LA duo Amoureux are debuting their first EP, Never Young As Tonight, today in advance of its release later this month. Bassist Holiday J and drummer Nicole Turley, both former dancers, comprise the pair and bring to it a mutual sense for the polyrhythmic, the earthen, and the deconstructed. Barring a few vocals, the whole thing was recorded in one take, lending both a roughness and a romance to its edges. Horns, post-punk bass jags, gypsy strings, and Chrissie Hynde-esque vocals amount to a pop elegance somewhere in between TEEN and Roxy Music. The second track of four, “Lost The Plot”, builds from a restrained core of bass and synths, a bit out of pace with the vocals and rest of the avant-rock ambiance; whereas the encouragingly titled last track, “Your 20s Are For Wasting”, pools in the anthemic drama of shouting, “C’mon and dance drunk!,” with soft keys off in the distance. We caught up with Holiday J about how things came together surrounding the EP. Check out the conversation below the embed.
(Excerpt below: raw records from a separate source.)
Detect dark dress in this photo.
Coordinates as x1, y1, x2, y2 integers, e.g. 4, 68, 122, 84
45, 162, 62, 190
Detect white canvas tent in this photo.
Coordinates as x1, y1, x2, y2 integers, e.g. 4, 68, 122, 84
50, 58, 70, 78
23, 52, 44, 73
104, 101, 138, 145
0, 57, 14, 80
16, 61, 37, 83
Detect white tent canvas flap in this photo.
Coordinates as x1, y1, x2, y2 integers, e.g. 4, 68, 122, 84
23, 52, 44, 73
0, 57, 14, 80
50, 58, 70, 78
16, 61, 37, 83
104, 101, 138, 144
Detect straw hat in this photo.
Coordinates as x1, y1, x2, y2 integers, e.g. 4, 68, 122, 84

How did you guys get together as a band?
Nicole and I have been endeared friends for many years. I recently moved back to LA from NYC and, given the amount of time we spent together, music became a natural progression. Nicole has a studio and we toyed around with some of my formerly written songs. Then, we just began to jam, and recorded it. Both being rhythm players, it felt most seductive. We then began to build songs off those initial jam recordings. But really, it starts with deep friendship and respect.
How did Never Young as Tonight take shape as a release?
In a very effortless, symbiotic way. We kept writing songs really off-the-cuff, having no attachment to who played what or what it sounded like. We just fostered a very safe creative environment and allowed ourselves to be raw and messy. Once we had a few songs, it felt right to put them out under a moniker that was representative of both of us.
What kind of inspiration went into the sounds and moods of “Lost The Plot”?
“Lost The Plot” was a song we decided was going to be sparse and just a few chords. We wanted to originally call it “PCH” because we thought of it as a summer song and the way it feels to drive down PCH, with that abandon and freedom. Much like all the other songs on this EP, it ended up being about my recent heartbreak.
New recording projects in the works?
We’re looking forward to putting out more records that have strong thematic currents, but mostly, we want it to feel really intrinsic and open. We both are always braided into creative endeavors. Nicole is constantly creative-writing and making music; as I am also always trying to make my indelible mark on the world through creation. Hope to see you there.
Never Young As Tonight comes out July 29 on Neurotic Yell Records.